The Guardian continues:

“They were much less concise in conveying information, the sentences they produced were much longer, they had a hard time staying on point and I guess you could say they were much more roundabout in getting their point across,” said Sherman. “It was a very significant difference.”

Sherman stressed that just being a windbag is not the issue. The issue is deteriorating mental precision.

“Another study, based on White House press conference transcripts, found striking changes in Ronald Reagan’s speech over the course of his presidency, while George HW Bush, who was a similar age when president, showed no such decline.”

So, not only is this a plausible scenario, it has happened before.

Dr Lawrence K Altman bears witness to this for the New York Times. He writes,

“In 1980, Mr. Reagan told me that he would resign the presidency if White House doctors found him mentally unfit. Years later, those doctors and key aides told me they had not detected any changes in his mental abilities while in office.

How Has The Donald Ducked Life's Lessons?

I don’t even know who Ronald Reagan is!

“Now a clever new analysis has found that during his two terms in office, subtle changes in Mr. Reagan’s speaking patterns linked to the onset of dementia were apparent years before doctors diagnosed his Alzheimer’s disease in 1994.”

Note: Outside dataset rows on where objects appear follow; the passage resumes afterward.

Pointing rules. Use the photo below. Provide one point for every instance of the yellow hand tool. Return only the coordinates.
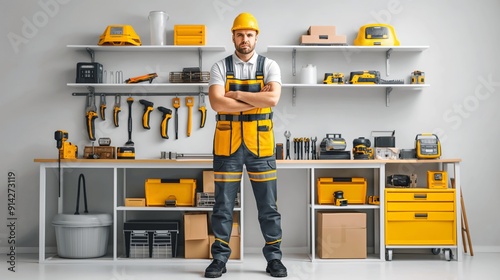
(167, 114)
(176, 102)
(103, 107)
(90, 116)
(148, 107)
(203, 109)
(116, 110)
(189, 104)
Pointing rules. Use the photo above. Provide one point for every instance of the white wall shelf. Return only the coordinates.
(350, 49)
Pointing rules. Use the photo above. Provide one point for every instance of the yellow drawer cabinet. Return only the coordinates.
(420, 217)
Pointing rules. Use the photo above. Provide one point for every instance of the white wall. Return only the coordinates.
(459, 106)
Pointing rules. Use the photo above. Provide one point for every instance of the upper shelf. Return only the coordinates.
(348, 48)
(147, 48)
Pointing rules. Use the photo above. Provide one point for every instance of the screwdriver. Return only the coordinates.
(148, 107)
(176, 102)
(189, 104)
(103, 107)
(167, 114)
(90, 116)
(116, 110)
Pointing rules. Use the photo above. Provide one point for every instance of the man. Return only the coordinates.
(243, 88)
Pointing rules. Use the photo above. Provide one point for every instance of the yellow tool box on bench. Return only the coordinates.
(189, 35)
(354, 189)
(159, 191)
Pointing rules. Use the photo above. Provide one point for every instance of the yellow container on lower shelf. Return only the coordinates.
(158, 191)
(354, 189)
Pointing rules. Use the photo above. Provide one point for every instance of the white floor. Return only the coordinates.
(483, 266)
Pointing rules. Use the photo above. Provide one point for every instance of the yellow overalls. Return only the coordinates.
(245, 139)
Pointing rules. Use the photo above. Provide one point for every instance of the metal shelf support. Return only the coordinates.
(387, 96)
(92, 54)
(387, 58)
(294, 96)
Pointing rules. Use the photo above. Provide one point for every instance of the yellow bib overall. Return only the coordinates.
(253, 128)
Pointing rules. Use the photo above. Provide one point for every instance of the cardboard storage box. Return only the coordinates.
(196, 249)
(195, 226)
(341, 235)
(196, 236)
(234, 244)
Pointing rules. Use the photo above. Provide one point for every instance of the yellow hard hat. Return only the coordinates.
(245, 21)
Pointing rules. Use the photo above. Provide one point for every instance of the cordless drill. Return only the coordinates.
(66, 149)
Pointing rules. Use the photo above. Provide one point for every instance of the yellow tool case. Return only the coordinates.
(354, 189)
(420, 217)
(189, 35)
(171, 192)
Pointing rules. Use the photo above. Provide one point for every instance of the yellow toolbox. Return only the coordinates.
(189, 35)
(420, 216)
(354, 189)
(181, 192)
(437, 179)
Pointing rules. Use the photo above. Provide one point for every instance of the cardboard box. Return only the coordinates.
(341, 235)
(322, 35)
(234, 244)
(196, 249)
(195, 226)
(208, 181)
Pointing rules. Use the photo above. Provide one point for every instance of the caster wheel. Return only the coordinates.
(448, 254)
(435, 251)
(388, 255)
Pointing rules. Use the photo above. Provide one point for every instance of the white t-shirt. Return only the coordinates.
(245, 70)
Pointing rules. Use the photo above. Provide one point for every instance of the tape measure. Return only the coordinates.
(119, 35)
(376, 34)
(427, 146)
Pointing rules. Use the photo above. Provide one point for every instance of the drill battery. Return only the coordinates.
(334, 78)
(417, 77)
(125, 153)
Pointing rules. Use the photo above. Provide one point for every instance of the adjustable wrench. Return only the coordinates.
(176, 103)
(287, 135)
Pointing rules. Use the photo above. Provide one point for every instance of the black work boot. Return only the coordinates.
(276, 268)
(215, 269)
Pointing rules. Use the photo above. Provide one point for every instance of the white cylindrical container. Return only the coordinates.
(158, 27)
(309, 75)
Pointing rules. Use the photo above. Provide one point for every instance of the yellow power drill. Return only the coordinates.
(67, 150)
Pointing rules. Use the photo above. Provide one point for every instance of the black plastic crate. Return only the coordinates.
(152, 238)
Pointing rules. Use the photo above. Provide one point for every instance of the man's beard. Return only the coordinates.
(246, 50)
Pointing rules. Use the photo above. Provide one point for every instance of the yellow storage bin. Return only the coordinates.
(189, 34)
(354, 189)
(159, 190)
(429, 206)
(420, 228)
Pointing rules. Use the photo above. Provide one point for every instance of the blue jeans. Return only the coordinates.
(262, 173)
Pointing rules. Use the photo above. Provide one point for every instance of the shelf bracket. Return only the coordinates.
(387, 96)
(200, 58)
(92, 54)
(387, 58)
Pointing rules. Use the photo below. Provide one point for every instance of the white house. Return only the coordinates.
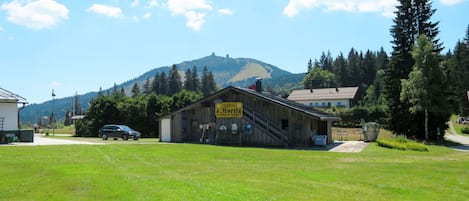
(9, 110)
(326, 97)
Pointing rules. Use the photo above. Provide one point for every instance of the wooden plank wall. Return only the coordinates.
(185, 125)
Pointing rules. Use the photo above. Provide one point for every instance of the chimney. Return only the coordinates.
(259, 84)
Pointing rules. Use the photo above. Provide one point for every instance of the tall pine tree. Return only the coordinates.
(412, 19)
(174, 81)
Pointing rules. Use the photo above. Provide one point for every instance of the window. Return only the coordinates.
(285, 124)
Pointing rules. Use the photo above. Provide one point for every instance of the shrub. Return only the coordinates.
(465, 130)
(402, 143)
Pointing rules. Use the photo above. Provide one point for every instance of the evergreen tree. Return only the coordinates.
(310, 65)
(195, 79)
(208, 85)
(188, 80)
(326, 61)
(340, 66)
(147, 88)
(67, 119)
(76, 105)
(174, 81)
(424, 89)
(135, 90)
(318, 78)
(369, 68)
(122, 93)
(115, 90)
(458, 72)
(100, 92)
(156, 84)
(164, 86)
(353, 69)
(412, 19)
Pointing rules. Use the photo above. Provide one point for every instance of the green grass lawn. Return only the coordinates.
(458, 127)
(204, 172)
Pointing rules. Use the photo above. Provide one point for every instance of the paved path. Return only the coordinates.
(349, 146)
(452, 136)
(41, 140)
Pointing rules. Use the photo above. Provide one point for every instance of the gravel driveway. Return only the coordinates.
(41, 140)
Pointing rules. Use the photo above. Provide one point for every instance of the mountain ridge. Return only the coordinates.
(224, 69)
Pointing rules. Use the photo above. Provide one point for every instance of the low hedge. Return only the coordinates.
(402, 143)
(465, 130)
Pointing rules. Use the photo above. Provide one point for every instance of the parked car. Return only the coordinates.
(462, 120)
(118, 131)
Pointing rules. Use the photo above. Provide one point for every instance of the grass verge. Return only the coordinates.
(204, 172)
(402, 143)
(458, 127)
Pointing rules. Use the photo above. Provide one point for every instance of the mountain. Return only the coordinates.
(227, 71)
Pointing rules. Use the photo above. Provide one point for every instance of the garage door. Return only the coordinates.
(166, 130)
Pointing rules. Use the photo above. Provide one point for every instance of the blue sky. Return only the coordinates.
(78, 46)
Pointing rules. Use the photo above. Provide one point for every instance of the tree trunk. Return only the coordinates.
(426, 124)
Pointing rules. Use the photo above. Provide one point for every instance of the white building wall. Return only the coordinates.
(165, 130)
(325, 103)
(9, 111)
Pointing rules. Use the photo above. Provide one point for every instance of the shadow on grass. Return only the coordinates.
(451, 145)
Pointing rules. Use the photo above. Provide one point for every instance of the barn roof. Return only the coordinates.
(270, 98)
(8, 96)
(324, 94)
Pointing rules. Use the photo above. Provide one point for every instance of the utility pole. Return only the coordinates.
(53, 111)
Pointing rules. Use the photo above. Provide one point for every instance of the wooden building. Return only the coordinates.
(241, 116)
(326, 97)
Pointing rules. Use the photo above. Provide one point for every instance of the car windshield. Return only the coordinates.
(126, 128)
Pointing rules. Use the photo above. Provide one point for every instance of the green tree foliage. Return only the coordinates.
(155, 84)
(67, 119)
(424, 89)
(135, 90)
(195, 79)
(184, 98)
(318, 78)
(163, 83)
(340, 69)
(412, 19)
(208, 85)
(76, 105)
(147, 87)
(174, 81)
(192, 82)
(188, 80)
(458, 73)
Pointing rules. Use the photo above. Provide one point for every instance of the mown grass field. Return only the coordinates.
(161, 171)
(458, 127)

His doctors might not have been concerned, and even Dr. Altman insists that Reagan was not impaired enough to have affected his Presidential judgment (although that would be a dandy excuse for a few things.) But not everyone was so confident.

The article begins,

“Even before Ronald Reagan became the oldest elected president, his mental state was a political issue. His adversaries often suggested his penchant for contradictory statements, forgetting names and seeming absent-mindedness could be linked to dementia.”

Reagan was 73 in 1980.

The sample size of the language study is small, but it overwhelmingly supports my own observations and those of many others. Often the first signs of dementia are subtle linguistic anomalies.

Donald Arms Crossed

I’ve never done anything wrong in my life! I always have reasons!

And a guy like Donald is the kind of guy who would hide it. Deny, deny, deny.

“People with nfvPPA tend not to show the behavioral characteristics of FTD until quite late in the disease, and they are keenly aware of their difficulties.”

Not to mention an old man who is estranged from his wife, in trouble with the law and apparently spends a shitton of time watching TV and surfing social media:

“Depression and social withdrawal are common features of nfvPPA.”

I am neither the first nor the most qualified person to suggest that Donald is suffering from some kind of mental deficiency. It would be easy to brush off such claims as haters hating.

But even if I thought my personal axe-grinding makes any difference, the man speaks for himself.